I read with amazement the situation now facing the Battleship North Carolina, the World War II battleship-turned-museum moored in Wilmington. It seems the commission keeping the battleship afloat is looking to offer overnight camping on the ship to civic groups. State officials are calling for the ship to be heavily modified, adding accessiblity and safety features before it can happen. The ship fought in every major Pacific battle of World War II and now its greatest enemy are modern building codes. In bureaucrat-speak, they call it “a building whose shape (and coloring) resembles a ship.”
Uh, yeah. It resembles a ship, because it is a ship, dumbass! Do you think the Japanese lookouts, when they saw it, said “Captain, I see a building whose shape (and coloring) resembles a ship off the port bow?” I think not.
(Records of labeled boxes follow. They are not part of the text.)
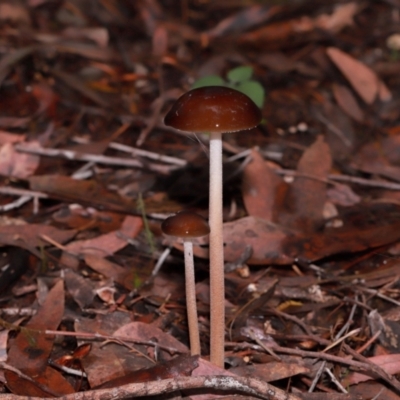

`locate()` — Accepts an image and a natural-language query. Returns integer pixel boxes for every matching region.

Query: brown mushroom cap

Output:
[161,211,210,238]
[164,86,262,133]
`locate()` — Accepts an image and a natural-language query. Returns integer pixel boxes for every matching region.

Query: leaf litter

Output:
[0,0,400,400]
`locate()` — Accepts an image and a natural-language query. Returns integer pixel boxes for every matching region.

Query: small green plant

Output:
[192,65,265,108]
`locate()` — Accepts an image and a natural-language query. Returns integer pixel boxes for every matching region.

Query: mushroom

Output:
[161,211,210,355]
[164,86,261,367]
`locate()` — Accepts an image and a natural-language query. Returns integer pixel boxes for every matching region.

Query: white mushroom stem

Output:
[183,240,200,356]
[208,133,225,368]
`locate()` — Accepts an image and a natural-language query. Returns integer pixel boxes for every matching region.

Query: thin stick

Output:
[183,240,200,356]
[0,375,301,400]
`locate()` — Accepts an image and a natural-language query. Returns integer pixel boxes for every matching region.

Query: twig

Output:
[325,368,348,394]
[322,328,361,353]
[274,168,400,190]
[15,144,176,174]
[0,376,301,400]
[73,137,187,167]
[308,360,326,393]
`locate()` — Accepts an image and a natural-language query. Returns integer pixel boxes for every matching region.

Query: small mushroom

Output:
[161,211,210,355]
[164,86,261,368]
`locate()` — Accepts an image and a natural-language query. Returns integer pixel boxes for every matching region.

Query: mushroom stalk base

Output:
[209,133,225,368]
[183,240,200,356]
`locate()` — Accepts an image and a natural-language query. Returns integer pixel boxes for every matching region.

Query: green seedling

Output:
[192,66,265,108]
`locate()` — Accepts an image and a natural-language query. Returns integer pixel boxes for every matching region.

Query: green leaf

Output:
[226,66,253,83]
[192,75,225,89]
[235,81,265,108]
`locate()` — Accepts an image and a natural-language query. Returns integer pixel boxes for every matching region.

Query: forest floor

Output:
[0,0,400,400]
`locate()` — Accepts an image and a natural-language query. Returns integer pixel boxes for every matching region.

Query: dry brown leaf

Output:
[326,47,391,104]
[342,354,400,386]
[5,280,74,396]
[0,141,40,179]
[279,136,332,232]
[61,216,143,268]
[242,149,283,221]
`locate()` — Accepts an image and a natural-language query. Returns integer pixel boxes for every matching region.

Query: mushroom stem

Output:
[183,240,200,356]
[208,132,225,368]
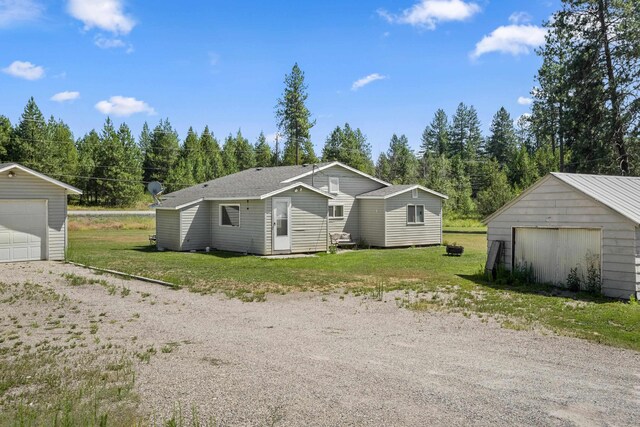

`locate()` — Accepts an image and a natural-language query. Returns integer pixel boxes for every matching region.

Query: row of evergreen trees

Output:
[0,98,554,214]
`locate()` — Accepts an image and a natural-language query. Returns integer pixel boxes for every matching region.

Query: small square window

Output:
[407,205,424,224]
[329,205,344,218]
[220,205,240,227]
[329,177,340,194]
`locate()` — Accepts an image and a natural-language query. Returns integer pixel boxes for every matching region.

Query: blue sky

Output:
[0,0,559,156]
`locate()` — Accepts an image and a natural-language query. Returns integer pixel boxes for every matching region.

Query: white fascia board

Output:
[282,162,391,187]
[0,163,82,194]
[356,184,449,200]
[260,182,336,200]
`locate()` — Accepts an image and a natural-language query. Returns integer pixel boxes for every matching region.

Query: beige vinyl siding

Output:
[156,209,181,251]
[358,199,386,247]
[210,200,265,255]
[0,170,67,260]
[487,176,638,298]
[385,190,442,247]
[264,189,327,254]
[636,227,640,299]
[180,201,211,251]
[300,166,384,240]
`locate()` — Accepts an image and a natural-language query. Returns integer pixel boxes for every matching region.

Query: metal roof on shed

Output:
[484,172,640,225]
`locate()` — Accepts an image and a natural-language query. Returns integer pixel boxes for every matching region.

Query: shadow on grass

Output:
[442,232,487,234]
[457,274,620,304]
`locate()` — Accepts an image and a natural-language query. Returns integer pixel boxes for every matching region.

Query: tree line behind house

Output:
[0,0,640,215]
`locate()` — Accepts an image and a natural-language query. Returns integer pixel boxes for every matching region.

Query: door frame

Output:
[271,197,291,253]
[0,198,48,262]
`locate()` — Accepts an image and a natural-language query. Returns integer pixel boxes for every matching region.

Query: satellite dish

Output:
[147,181,164,205]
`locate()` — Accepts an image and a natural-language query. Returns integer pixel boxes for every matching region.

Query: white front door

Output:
[0,200,47,262]
[271,197,291,251]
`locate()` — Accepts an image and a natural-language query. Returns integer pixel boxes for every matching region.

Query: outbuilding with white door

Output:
[0,163,81,262]
[485,173,640,298]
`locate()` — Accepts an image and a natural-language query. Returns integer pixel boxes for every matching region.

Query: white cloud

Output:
[0,0,44,28]
[471,25,547,58]
[95,96,156,117]
[509,12,532,24]
[50,90,80,102]
[351,73,387,90]
[67,0,136,34]
[93,34,133,53]
[518,96,533,105]
[2,61,44,80]
[378,0,480,30]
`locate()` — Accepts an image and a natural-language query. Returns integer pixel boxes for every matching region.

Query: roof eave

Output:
[0,163,82,195]
[282,161,391,187]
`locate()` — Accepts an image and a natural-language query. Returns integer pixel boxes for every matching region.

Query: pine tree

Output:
[376,153,391,182]
[254,132,273,168]
[276,63,318,165]
[486,107,517,165]
[144,119,180,182]
[477,160,513,216]
[449,102,482,160]
[235,129,256,171]
[387,134,418,184]
[420,109,449,156]
[200,126,225,181]
[222,134,239,175]
[182,127,207,185]
[40,117,78,179]
[7,97,48,171]
[93,118,144,207]
[138,122,151,158]
[322,123,374,174]
[507,145,539,193]
[0,116,13,162]
[76,130,100,205]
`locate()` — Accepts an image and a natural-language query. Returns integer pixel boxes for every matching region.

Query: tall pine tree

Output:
[276,63,318,165]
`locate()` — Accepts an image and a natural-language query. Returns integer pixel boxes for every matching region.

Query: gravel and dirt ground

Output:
[0,262,640,426]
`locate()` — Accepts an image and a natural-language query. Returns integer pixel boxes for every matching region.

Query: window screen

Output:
[329,205,344,218]
[329,177,340,193]
[220,205,240,227]
[407,205,424,224]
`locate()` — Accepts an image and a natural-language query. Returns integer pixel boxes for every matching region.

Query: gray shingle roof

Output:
[160,163,336,208]
[552,173,640,224]
[358,184,448,199]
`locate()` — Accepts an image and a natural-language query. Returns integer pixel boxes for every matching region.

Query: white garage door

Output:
[0,200,47,262]
[514,228,601,284]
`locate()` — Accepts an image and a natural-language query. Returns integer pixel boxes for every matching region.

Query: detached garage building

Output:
[485,173,640,298]
[0,163,82,262]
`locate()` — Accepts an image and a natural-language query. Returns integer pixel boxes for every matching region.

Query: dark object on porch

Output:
[329,233,356,248]
[447,245,464,256]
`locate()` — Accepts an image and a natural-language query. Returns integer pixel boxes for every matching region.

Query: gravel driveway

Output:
[0,262,640,426]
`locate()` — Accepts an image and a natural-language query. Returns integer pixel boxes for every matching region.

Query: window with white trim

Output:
[329,205,344,219]
[407,205,424,224]
[329,176,340,194]
[220,205,240,227]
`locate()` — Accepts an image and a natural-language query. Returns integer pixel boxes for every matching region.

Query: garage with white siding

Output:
[0,163,81,262]
[485,173,640,298]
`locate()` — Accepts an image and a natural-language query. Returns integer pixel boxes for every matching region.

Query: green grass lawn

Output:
[68,227,640,350]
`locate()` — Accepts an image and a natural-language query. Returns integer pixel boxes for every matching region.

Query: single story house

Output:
[156,162,447,255]
[485,173,640,298]
[0,163,82,262]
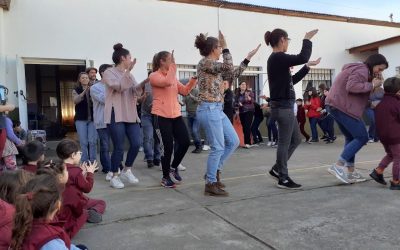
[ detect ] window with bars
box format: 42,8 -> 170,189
302,69 -> 333,92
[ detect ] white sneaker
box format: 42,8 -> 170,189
178,164 -> 186,171
347,170 -> 367,183
106,171 -> 114,181
120,169 -> 139,184
110,176 -> 125,189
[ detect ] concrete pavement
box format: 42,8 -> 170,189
63,138 -> 400,250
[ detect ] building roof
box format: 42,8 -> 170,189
349,36 -> 400,54
0,0 -> 11,10
161,0 -> 400,28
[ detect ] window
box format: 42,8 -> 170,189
232,66 -> 264,102
303,69 -> 333,92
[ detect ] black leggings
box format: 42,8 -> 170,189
239,111 -> 254,145
154,115 -> 190,178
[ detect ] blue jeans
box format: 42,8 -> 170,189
188,113 -> 201,148
318,114 -> 335,139
365,108 -> 378,141
308,117 -> 318,141
266,117 -> 278,142
142,114 -> 161,161
75,121 -> 97,162
97,128 -> 111,173
251,116 -> 264,143
327,106 -> 368,167
197,102 -> 240,183
107,111 -> 140,173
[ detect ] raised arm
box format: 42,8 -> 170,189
346,71 -> 374,94
149,63 -> 176,88
176,77 -> 197,96
90,83 -> 106,104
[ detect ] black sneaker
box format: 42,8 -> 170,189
369,169 -> 387,185
87,209 -> 103,223
390,181 -> 400,190
269,168 -> 279,180
192,148 -> 203,154
277,177 -> 301,189
147,160 -> 154,168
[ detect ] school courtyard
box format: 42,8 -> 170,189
49,137 -> 400,250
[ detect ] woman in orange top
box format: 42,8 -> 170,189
150,51 -> 197,188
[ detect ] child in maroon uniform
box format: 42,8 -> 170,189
56,139 -> 106,238
370,77 -> 400,190
296,99 -> 310,143
22,140 -> 44,173
0,170 -> 33,249
10,174 -> 87,250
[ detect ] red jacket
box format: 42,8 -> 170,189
304,97 -> 321,118
0,199 -> 15,249
22,220 -> 71,250
58,164 -> 93,238
22,164 -> 37,174
325,63 -> 373,120
375,94 -> 400,145
296,105 -> 306,123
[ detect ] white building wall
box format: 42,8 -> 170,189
379,43 -> 400,77
0,0 -> 400,107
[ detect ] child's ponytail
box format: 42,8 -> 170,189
11,192 -> 33,250
11,174 -> 61,250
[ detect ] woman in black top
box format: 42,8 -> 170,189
264,29 -> 320,189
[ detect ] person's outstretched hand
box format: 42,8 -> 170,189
304,29 -> 318,40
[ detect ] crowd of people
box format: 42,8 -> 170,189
0,26 -> 400,250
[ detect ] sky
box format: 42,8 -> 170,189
228,0 -> 400,22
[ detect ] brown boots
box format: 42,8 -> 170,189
204,170 -> 229,196
204,182 -> 229,196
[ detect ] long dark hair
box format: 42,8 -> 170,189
112,43 -> 129,65
364,54 -> 389,79
153,51 -> 170,72
264,29 -> 288,47
0,170 -> 33,204
194,33 -> 219,56
11,175 -> 61,250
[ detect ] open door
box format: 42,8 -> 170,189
15,55 -> 28,129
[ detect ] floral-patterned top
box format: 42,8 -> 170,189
197,49 -> 249,102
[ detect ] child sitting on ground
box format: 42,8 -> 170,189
22,140 -> 44,173
10,174 -> 87,250
0,170 -> 33,249
370,77 -> 400,190
56,139 -> 106,238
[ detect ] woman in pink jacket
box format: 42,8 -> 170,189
150,51 -> 197,188
325,54 -> 389,183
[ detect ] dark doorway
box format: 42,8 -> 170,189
25,64 -> 85,139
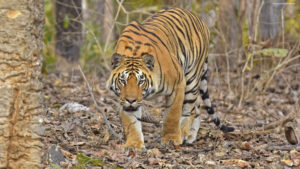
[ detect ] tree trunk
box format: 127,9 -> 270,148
260,0 -> 285,40
0,0 -> 44,168
55,0 -> 82,62
97,0 -> 115,43
216,0 -> 241,53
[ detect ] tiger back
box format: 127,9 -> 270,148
107,8 -> 233,149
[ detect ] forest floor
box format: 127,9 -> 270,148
43,60 -> 300,169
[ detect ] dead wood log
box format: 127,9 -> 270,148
225,112 -> 299,141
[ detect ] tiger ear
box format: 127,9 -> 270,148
143,55 -> 155,71
111,53 -> 122,69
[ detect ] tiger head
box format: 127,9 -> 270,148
107,53 -> 154,112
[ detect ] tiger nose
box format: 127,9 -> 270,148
126,98 -> 136,104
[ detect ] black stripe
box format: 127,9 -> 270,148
183,98 -> 197,104
200,90 -> 209,101
128,24 -> 140,30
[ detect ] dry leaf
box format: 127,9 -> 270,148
6,10 -> 21,19
222,159 -> 251,168
241,141 -> 252,150
147,148 -> 163,158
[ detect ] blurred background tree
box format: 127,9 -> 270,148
43,0 -> 300,101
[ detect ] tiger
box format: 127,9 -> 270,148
106,8 -> 234,149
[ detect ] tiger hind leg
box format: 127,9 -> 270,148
200,58 -> 234,132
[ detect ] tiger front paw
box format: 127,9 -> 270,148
121,140 -> 146,151
161,133 -> 182,146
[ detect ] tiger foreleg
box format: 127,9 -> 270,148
161,87 -> 184,145
181,104 -> 200,144
121,108 -> 145,150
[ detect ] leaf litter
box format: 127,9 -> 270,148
43,64 -> 300,169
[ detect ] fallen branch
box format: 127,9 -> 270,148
262,112 -> 296,130
78,65 -> 122,139
226,112 -> 296,140
267,145 -> 300,151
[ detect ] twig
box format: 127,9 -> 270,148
267,145 -> 300,151
263,112 -> 296,130
78,65 -> 122,139
226,112 -> 296,140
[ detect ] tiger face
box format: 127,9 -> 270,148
107,53 -> 154,112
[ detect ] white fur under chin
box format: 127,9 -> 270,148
125,107 -> 144,142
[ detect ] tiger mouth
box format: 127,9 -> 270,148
123,106 -> 138,112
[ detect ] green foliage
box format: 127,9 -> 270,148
42,0 -> 56,73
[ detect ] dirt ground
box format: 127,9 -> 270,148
43,61 -> 300,169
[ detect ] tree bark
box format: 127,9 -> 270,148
55,0 -> 82,62
97,0 -> 115,43
0,0 -> 44,168
260,0 -> 285,40
216,0 -> 241,53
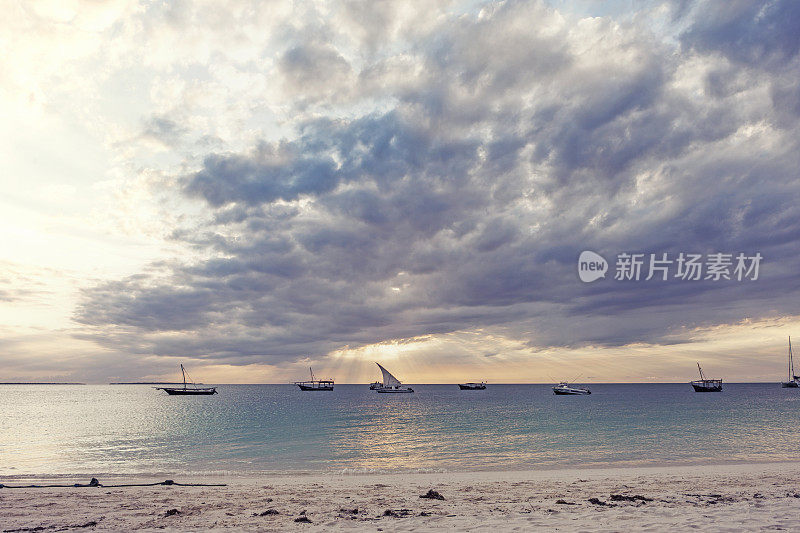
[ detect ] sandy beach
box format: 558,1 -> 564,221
0,463 -> 800,532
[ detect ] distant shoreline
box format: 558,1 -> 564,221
109,381 -> 208,385
0,381 -> 86,385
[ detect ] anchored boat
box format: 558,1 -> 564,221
690,363 -> 722,392
458,381 -> 486,390
553,381 -> 592,395
294,367 -> 333,391
370,363 -> 414,393
781,337 -> 800,389
153,365 -> 217,396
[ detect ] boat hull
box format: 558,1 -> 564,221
692,381 -> 722,392
297,384 -> 333,391
161,388 -> 217,396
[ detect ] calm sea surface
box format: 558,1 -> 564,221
0,384 -> 800,479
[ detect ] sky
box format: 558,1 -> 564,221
0,0 -> 800,383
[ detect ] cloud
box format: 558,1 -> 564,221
76,2 -> 800,374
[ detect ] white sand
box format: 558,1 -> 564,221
0,463 -> 800,531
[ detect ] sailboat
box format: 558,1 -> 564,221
154,365 -> 217,396
370,363 -> 414,393
553,381 -> 592,396
294,367 -> 333,391
690,363 -> 722,392
781,337 -> 800,389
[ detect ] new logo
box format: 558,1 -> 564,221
578,250 -> 608,283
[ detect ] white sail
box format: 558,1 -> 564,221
375,363 -> 400,387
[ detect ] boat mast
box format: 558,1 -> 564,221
697,362 -> 706,381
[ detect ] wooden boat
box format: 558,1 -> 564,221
153,365 -> 217,396
294,367 -> 333,391
458,381 -> 486,390
690,363 -> 722,392
370,363 -> 414,394
553,381 -> 592,396
781,337 -> 800,389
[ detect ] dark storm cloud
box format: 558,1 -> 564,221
77,2 -> 800,363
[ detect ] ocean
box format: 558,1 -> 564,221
0,383 -> 800,480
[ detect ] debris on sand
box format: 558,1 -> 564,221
587,498 -> 614,507
383,509 -> 411,518
611,494 -> 653,502
253,509 -> 280,516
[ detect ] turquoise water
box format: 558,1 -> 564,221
0,383 -> 800,478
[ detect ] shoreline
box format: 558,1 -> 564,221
6,459 -> 800,485
0,462 -> 800,532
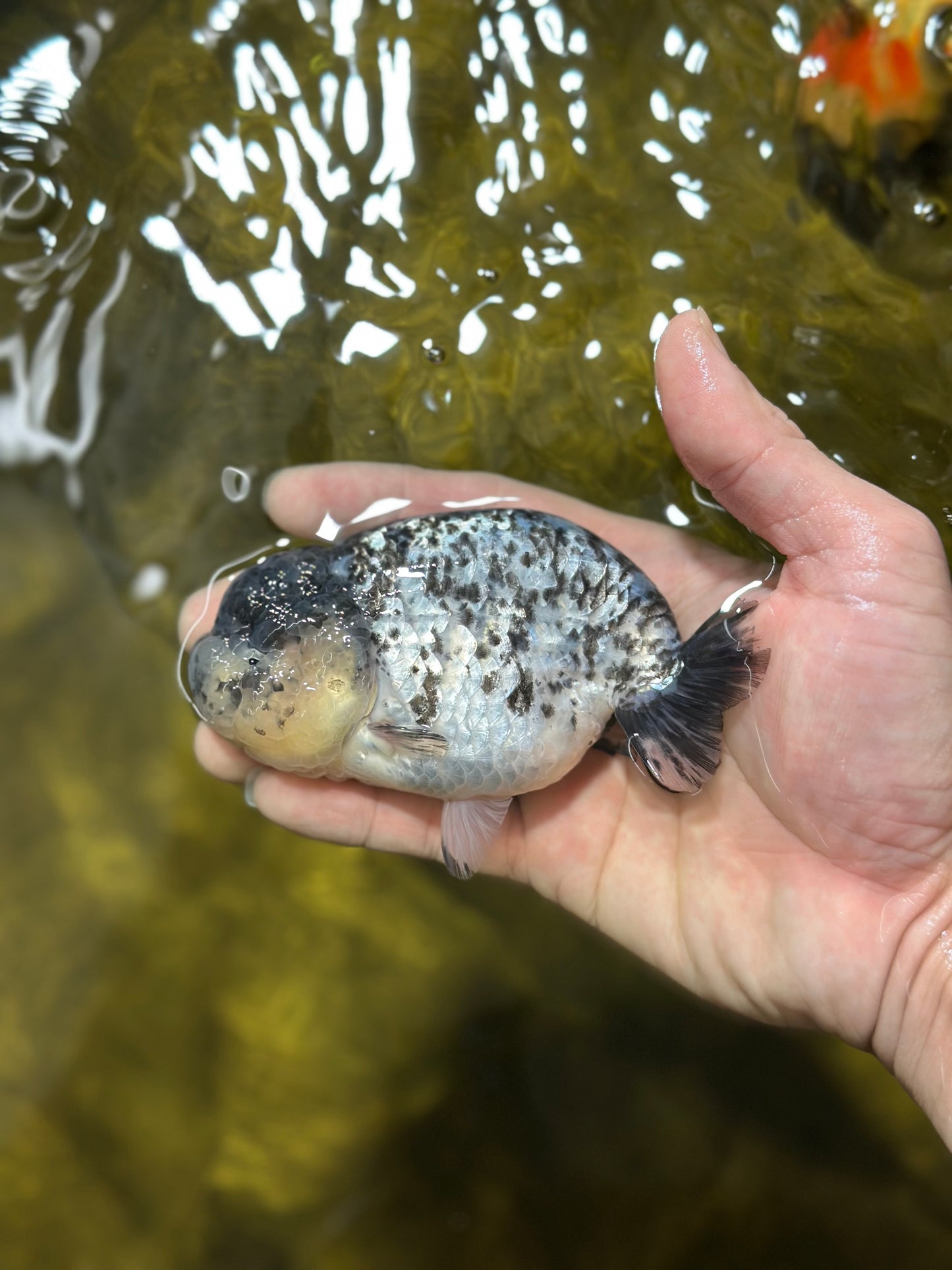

Now, I’m sympathetic to those with disabilities, and I applaud the role today’s building codes play in keeping the public safe, but this is a friggin’ battleship, people! It was designed to kill people! It’s inherently dangerous! You can easily crack your skull on the hatches. The ladders (stairs for your landlubbers) can make you dizzy, they’re so steep. There are pipes everywhere, rivets poking out of bulkheads, open hatches in the floor. Probably asbestos everywhere, too.
It’s a warship. It’s not the Holiday Inn. It was designed to do battle, not comfort. I hope the folks applying the codes and regulations can come to their senses and that they’re dealing with a ship, not a “building which resembles a ship.” Anyone berthing onboard ought to be sharp enough to notice the difference.
When it comes to damaging a battleship, enemy torpedoes can’t hold a candle to modern building codes.